Results so far released by the electoral commission put the main opposition Movement For Democratic Change (MDC) led by Morgan Tsvangirai ahead of Mugabe, with independent Simba Makoni trailing as a distant third. Bucani Ncube is the director of Logistics for the Bulawayo Project, a non-governmental organization. He tells reporter Peter Clottey that there is an uneasy calm in the country.
“The latest development is that there is still confusion. There is still uncertainty over the election results. Of course we have received the parliamentary results. Senatorial results. But we have not heard anything about the much-awaited results of the presidential,” Ncube said.
Ncube cites unconfirmed reports as suggesting that incumbent President Mugabe will be declared the winner of Saturday’s vote.
“I feel that later in the afternoon or in the evening, President Mugabe might declare himself the winner because it is clear from the reports that are coming from the province, and from the constituencies and from the MDC, saying that they have the Zimbabwe Support Network, it was clear that the opposition is leading, and the opposition is winning this election. But we don’t think Mugabe will announce the results of which he is defeated. So, we feel that Mugabe will cook the results and declare himself the winner,” he noted.

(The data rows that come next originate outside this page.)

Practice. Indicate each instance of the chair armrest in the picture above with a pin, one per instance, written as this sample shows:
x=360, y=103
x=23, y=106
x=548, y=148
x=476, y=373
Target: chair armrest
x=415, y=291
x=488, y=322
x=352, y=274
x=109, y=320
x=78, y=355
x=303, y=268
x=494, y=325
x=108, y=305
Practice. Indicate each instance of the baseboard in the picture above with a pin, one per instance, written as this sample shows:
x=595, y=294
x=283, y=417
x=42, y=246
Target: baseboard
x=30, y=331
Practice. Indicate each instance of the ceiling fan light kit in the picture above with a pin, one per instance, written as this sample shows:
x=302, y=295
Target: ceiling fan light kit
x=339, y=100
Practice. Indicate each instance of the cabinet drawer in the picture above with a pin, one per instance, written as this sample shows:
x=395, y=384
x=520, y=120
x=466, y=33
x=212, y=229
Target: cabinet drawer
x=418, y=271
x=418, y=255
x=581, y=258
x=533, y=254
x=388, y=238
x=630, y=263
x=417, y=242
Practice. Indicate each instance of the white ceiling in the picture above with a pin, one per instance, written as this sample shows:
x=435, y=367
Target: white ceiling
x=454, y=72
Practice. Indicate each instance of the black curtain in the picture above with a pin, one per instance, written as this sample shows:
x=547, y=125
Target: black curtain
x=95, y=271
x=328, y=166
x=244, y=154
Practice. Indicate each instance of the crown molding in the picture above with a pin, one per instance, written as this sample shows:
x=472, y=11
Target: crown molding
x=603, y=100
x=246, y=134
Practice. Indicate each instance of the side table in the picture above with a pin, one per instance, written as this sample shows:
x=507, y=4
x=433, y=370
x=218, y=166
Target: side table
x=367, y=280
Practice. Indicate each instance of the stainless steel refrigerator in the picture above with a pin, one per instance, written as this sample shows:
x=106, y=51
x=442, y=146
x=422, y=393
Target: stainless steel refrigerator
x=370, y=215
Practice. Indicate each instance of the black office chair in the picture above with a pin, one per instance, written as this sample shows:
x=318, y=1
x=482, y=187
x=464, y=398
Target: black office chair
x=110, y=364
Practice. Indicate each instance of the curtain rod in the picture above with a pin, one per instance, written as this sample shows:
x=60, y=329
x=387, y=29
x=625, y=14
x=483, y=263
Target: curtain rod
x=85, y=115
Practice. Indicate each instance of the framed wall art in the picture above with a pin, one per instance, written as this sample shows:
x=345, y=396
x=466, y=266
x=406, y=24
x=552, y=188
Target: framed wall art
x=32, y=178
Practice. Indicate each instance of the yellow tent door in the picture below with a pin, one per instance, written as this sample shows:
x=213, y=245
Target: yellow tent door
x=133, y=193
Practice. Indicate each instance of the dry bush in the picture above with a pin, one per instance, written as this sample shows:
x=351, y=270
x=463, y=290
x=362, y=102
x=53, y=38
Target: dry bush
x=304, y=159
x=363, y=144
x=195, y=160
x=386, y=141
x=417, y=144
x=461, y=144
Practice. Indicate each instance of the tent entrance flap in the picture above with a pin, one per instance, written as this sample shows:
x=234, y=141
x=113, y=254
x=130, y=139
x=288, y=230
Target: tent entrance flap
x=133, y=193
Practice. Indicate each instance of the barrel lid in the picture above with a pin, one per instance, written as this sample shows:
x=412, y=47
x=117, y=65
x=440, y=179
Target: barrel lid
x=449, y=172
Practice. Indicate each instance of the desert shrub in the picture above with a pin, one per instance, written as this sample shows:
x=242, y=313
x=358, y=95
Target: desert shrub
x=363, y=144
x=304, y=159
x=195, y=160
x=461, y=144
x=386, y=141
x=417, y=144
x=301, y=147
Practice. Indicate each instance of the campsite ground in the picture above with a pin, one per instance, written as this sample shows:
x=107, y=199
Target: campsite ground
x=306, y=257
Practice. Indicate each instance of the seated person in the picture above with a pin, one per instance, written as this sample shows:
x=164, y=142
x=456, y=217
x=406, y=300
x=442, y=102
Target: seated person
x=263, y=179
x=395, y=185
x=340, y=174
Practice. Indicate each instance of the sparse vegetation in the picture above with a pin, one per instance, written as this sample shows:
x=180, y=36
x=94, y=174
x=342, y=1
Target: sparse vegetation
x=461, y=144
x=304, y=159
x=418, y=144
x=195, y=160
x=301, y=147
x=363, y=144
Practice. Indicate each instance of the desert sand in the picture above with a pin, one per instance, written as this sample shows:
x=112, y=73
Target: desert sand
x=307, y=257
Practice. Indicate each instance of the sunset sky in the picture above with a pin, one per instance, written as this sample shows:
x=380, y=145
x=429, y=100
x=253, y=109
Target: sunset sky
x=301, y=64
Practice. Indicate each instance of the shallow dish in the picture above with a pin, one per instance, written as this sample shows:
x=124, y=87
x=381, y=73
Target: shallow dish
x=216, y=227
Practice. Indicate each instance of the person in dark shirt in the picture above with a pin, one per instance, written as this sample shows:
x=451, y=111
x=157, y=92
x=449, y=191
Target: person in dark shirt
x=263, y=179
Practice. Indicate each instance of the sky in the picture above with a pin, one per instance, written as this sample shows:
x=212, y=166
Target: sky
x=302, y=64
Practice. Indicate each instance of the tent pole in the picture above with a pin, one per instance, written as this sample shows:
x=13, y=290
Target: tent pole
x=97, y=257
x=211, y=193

Ncube said thousands of Zimbabweans will feel let down if Mugabe wins the election.
“The ordinary Zimbabweans would be disappointed. They will lose hope in the electoral system, and they will lose faith in the whole process of the elections. And this is very dangerous because we fear that this can even provoke the ordinary people because people are very angry and hungry. And people can do anything. But we hope that we will not be in the Kenya situation,” Ncube said.
He denied a lack of unity among opposition parties had a negative impact on the chances of the opposition in last Saturday’s elections.
“I don’t believe in that school of thought because the results that we have received show that there is only one strong opposition, which is MDC, led by Morgan Tsvangirai. The party has gained inroads in the rural Mashonaland, which used to be a stronghold of ZANU-PF. And we have seen how the other MDC (led by Arthur Mutambara) has failed to win any seats. They are losing seats from their top leadership, so I really do not think it could have done anything. And talking about Simba Makoni, I don’t see how the MDC’s Tsvangirai could have formed any alliance because as far as I’m concerned, Makoni does not have a political party. So I don’t see any contribution that could have changed any results,” he pointed out.
Riot police in armored carriers reportedly were deployed in two of Harare's restive townships last night amid long delays in issuing election results, further elevating tensions. Meanwhile the United States government has urged the Zimbabwe Electoral Commission to put aside partisan sympathies and ensure all votes were counted fairly and properly.